I. Original Works. Schottky’s writings include [1] “Ueber die conforme Abbildung mehrfach zusam-menhängender ebener Flächen,” in Journal für die reine und angewandte Mathematik, 83 (1877), 300–351, his dissertation; [2] Abriss einer Theorie der Abel’schen Functionen von drei Variablen (Leipzig, 1880): [3] “Ueber eine specielle Function, welche bei einer bestimmten linearen Transformation ihres Arguments unverändert bleibt,” in Journal für die reine und angewandte Mathematik, 101 (1887), 227–272; [4] “Ueber die Werteschwankungen der harmonischen Functionen,” ibid., 117 (1897), 225–253; [5] “Ueber den Picardschen Satz und die Borelschen Ungleichungen,” in Sitzungsberichte der Preussischen Akademie der Wissenschaften zu Berlin (1904), 1244–1262; and “Bemerkungen zu meiner Mitteilung... ,” ibid. (1906), 32–36.

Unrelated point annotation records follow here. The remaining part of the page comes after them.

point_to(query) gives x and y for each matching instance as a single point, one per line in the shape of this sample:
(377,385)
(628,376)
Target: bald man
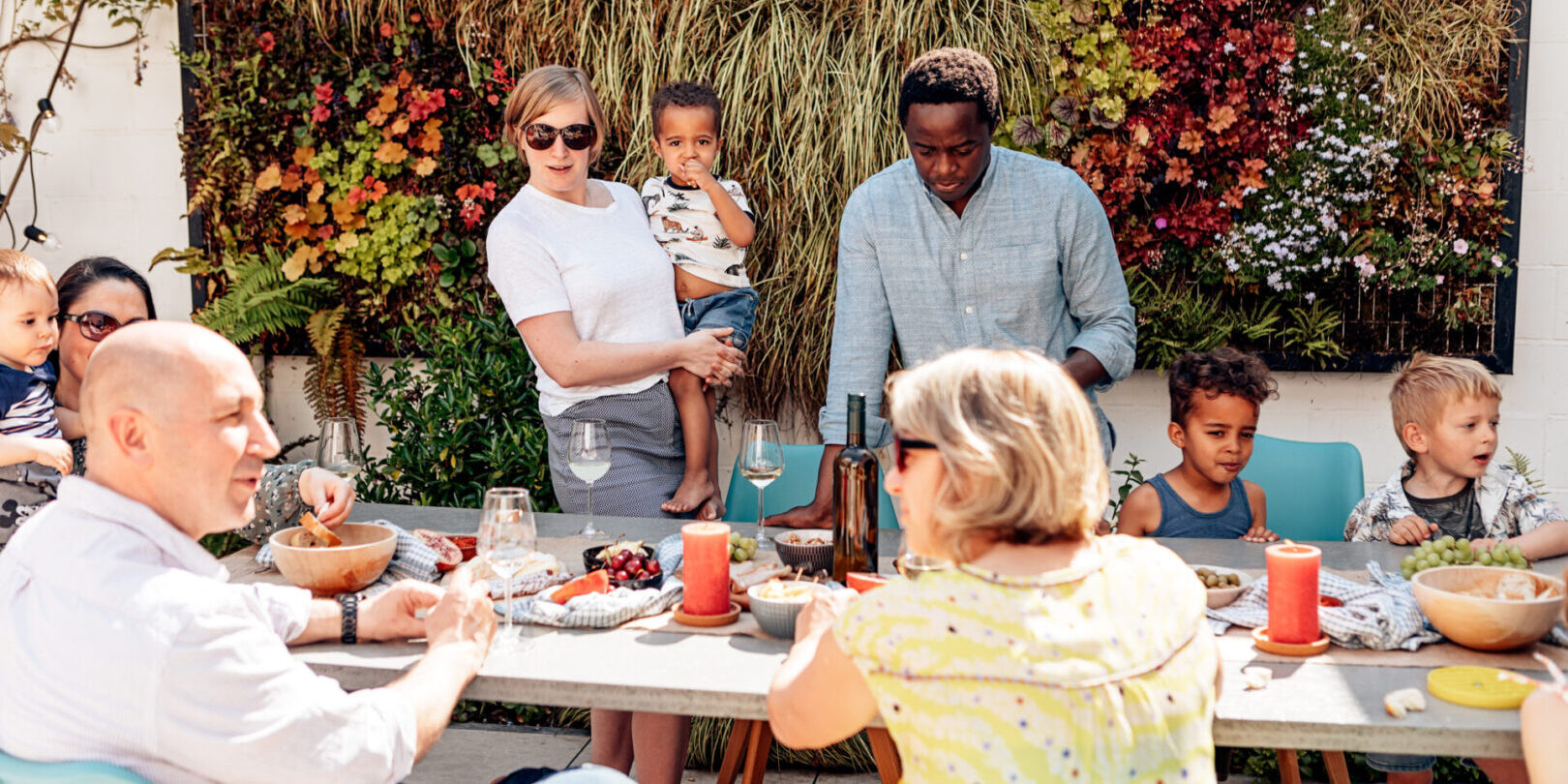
(123,639)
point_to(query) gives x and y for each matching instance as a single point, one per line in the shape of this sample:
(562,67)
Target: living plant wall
(1317,179)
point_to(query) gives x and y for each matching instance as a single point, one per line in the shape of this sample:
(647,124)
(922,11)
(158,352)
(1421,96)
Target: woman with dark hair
(101,295)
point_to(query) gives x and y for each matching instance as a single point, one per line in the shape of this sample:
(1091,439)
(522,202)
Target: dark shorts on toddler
(736,308)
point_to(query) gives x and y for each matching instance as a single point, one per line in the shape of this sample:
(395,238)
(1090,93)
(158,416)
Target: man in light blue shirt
(963,245)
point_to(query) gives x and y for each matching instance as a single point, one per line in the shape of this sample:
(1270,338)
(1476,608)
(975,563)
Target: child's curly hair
(688,95)
(1221,372)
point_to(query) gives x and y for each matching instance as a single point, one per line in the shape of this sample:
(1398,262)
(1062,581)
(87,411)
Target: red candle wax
(1292,593)
(705,568)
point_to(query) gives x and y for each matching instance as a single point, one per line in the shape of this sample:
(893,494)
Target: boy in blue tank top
(1216,399)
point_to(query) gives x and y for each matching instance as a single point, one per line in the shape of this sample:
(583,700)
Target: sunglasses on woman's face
(900,450)
(576,136)
(96,325)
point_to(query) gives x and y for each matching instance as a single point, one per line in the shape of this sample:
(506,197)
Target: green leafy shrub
(467,420)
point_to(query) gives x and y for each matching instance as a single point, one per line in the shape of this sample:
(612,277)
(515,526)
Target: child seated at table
(1446,419)
(1216,399)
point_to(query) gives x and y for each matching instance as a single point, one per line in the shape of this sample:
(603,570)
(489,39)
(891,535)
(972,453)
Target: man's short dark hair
(1221,372)
(688,95)
(952,75)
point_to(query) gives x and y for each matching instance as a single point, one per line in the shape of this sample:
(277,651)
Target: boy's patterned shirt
(1509,505)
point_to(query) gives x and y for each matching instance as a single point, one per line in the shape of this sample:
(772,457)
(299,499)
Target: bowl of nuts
(1225,586)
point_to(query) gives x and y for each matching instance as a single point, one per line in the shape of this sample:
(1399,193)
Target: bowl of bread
(333,561)
(1489,607)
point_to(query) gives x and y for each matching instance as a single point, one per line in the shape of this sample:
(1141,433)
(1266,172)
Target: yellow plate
(1476,687)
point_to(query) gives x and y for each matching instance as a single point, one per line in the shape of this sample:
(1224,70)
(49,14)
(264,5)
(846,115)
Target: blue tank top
(1180,520)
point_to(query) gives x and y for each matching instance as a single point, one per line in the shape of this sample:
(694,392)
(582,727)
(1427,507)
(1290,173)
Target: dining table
(1332,701)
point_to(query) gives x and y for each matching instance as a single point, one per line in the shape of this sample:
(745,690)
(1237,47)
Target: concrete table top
(1310,706)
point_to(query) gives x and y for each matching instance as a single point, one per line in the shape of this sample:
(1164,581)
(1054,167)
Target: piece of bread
(1402,701)
(320,531)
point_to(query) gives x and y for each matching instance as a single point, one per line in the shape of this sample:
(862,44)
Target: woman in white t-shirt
(593,296)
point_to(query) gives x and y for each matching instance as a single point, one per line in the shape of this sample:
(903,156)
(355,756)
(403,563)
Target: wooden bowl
(330,571)
(1485,624)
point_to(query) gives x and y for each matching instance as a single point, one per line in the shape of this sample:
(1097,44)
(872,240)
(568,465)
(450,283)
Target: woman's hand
(328,495)
(712,359)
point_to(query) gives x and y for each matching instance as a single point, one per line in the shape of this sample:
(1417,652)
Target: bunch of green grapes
(1448,551)
(740,548)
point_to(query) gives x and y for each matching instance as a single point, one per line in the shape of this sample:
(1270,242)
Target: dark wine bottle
(855,498)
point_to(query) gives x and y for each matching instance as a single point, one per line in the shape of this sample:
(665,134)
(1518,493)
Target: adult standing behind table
(98,295)
(965,245)
(593,295)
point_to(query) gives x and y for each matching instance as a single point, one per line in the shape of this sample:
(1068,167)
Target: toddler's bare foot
(693,490)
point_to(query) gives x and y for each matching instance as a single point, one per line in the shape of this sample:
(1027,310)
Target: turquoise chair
(799,485)
(1310,487)
(22,771)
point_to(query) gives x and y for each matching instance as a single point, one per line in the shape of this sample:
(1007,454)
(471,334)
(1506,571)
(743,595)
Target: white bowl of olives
(1223,586)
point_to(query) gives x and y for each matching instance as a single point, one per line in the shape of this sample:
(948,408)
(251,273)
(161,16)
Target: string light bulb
(41,237)
(45,108)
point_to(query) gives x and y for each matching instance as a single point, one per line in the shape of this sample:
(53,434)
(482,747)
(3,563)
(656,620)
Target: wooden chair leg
(1289,770)
(739,734)
(1338,771)
(887,755)
(758,746)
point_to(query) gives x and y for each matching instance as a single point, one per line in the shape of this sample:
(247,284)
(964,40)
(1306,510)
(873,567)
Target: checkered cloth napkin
(411,560)
(1380,615)
(604,610)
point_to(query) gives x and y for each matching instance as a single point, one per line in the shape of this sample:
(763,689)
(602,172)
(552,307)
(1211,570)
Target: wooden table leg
(758,746)
(1338,771)
(887,755)
(733,751)
(1289,770)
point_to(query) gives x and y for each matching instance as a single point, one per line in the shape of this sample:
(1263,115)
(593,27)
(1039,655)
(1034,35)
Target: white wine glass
(339,450)
(507,538)
(588,457)
(761,463)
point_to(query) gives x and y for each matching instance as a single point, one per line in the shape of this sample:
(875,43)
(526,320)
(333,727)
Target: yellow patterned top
(1102,672)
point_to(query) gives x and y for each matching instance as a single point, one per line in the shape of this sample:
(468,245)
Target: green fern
(259,300)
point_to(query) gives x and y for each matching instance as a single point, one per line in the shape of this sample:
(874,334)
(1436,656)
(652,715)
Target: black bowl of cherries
(632,565)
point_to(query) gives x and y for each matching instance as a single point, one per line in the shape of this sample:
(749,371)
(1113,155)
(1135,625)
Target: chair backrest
(1310,487)
(22,771)
(797,487)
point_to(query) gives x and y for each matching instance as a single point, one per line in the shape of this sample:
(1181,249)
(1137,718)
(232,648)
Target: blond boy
(32,450)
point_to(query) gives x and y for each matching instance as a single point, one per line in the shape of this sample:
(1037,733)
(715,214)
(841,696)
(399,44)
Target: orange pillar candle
(1292,593)
(705,568)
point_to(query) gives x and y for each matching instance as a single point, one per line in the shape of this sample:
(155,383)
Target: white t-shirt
(599,263)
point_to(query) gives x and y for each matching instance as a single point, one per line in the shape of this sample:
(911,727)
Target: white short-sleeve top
(599,263)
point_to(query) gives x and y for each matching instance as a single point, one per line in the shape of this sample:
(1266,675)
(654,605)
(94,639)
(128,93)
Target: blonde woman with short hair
(593,298)
(1044,652)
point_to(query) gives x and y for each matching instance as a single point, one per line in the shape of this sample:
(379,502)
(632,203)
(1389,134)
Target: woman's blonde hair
(544,88)
(1019,444)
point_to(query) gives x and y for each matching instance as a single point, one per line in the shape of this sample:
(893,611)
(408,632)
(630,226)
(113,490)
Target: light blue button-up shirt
(1029,265)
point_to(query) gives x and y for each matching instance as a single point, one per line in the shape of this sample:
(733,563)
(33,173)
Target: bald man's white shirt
(121,640)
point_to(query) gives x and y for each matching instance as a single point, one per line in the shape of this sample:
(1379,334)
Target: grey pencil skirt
(647,453)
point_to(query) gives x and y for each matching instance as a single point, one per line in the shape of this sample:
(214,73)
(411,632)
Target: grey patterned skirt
(647,453)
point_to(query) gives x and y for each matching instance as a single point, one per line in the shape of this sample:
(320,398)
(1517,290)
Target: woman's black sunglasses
(96,325)
(900,450)
(541,136)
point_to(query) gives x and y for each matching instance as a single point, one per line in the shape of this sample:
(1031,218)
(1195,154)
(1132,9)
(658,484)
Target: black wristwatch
(350,602)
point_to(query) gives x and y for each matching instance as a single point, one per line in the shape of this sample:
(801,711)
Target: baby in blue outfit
(1216,399)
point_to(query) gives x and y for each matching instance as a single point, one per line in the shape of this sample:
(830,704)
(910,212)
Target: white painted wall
(110,184)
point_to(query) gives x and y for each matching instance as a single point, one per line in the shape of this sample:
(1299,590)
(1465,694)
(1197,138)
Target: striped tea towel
(1380,615)
(411,560)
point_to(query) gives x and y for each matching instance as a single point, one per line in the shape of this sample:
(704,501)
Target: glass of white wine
(761,463)
(588,457)
(338,450)
(507,540)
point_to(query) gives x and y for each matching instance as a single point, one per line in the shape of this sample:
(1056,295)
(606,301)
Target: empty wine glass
(507,540)
(588,457)
(761,463)
(339,450)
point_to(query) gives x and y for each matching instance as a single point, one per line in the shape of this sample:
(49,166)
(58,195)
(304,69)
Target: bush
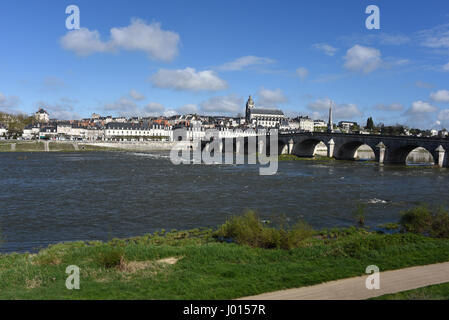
(110,257)
(249,230)
(421,220)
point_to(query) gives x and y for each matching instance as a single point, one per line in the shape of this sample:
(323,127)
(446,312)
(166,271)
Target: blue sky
(166,57)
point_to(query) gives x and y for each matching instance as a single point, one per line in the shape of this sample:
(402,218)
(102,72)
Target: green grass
(207,268)
(435,292)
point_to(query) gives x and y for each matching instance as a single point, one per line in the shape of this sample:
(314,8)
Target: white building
(135,132)
(258,117)
(42,116)
(3,131)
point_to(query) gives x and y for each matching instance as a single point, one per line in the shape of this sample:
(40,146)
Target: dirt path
(355,288)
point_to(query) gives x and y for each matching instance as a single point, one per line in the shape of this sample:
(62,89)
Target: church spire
(330,125)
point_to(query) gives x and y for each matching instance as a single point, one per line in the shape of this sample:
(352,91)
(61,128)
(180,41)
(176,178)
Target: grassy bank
(435,292)
(241,258)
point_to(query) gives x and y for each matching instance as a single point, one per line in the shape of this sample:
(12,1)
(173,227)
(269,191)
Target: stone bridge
(387,149)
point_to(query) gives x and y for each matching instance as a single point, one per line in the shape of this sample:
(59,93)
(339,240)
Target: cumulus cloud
(158,44)
(271,98)
(229,104)
(363,59)
(325,48)
(446,67)
(380,38)
(8,104)
(425,85)
(440,96)
(302,73)
(320,109)
(59,110)
(136,95)
(390,107)
(444,115)
(53,83)
(421,107)
(435,38)
(188,109)
(188,79)
(126,107)
(245,62)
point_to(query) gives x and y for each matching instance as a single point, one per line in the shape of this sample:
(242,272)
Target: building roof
(276,112)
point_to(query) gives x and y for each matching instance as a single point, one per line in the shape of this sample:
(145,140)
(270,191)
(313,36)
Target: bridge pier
(382,149)
(440,151)
(330,148)
(290,144)
(261,145)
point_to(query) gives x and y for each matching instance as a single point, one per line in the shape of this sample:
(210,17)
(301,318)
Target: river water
(52,197)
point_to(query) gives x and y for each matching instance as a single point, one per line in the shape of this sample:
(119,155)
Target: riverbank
(202,264)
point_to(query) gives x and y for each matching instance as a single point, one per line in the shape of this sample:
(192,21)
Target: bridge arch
(306,148)
(353,150)
(411,154)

II. Secondary Literature. See [6] L. Bieberbach, “Friedrich Schottky zum 80. Geburtstage,” in Forschungen und Fortschritte, 7 (1931), 300; and [7] “Gedächtnisrede auf Friedrich Schottky,” in Sitzungsberichte der Preussischen Akademie der Wissenschaften zu Berlin, Math-phys. K1. (1936), cv-cvi; and the [8] obituary in Nachrichten von der Gesellschaft der Wissenschaften zu Göttingen (1935–1936), 6–7.

Portraits of Schottky are in Acta mathematica 1882–1913, Table générale des tomes 1–35 (Uppsala, 1913), 168: and Journal für die reine und angewandte Mathematik165 (1931), frontispiece.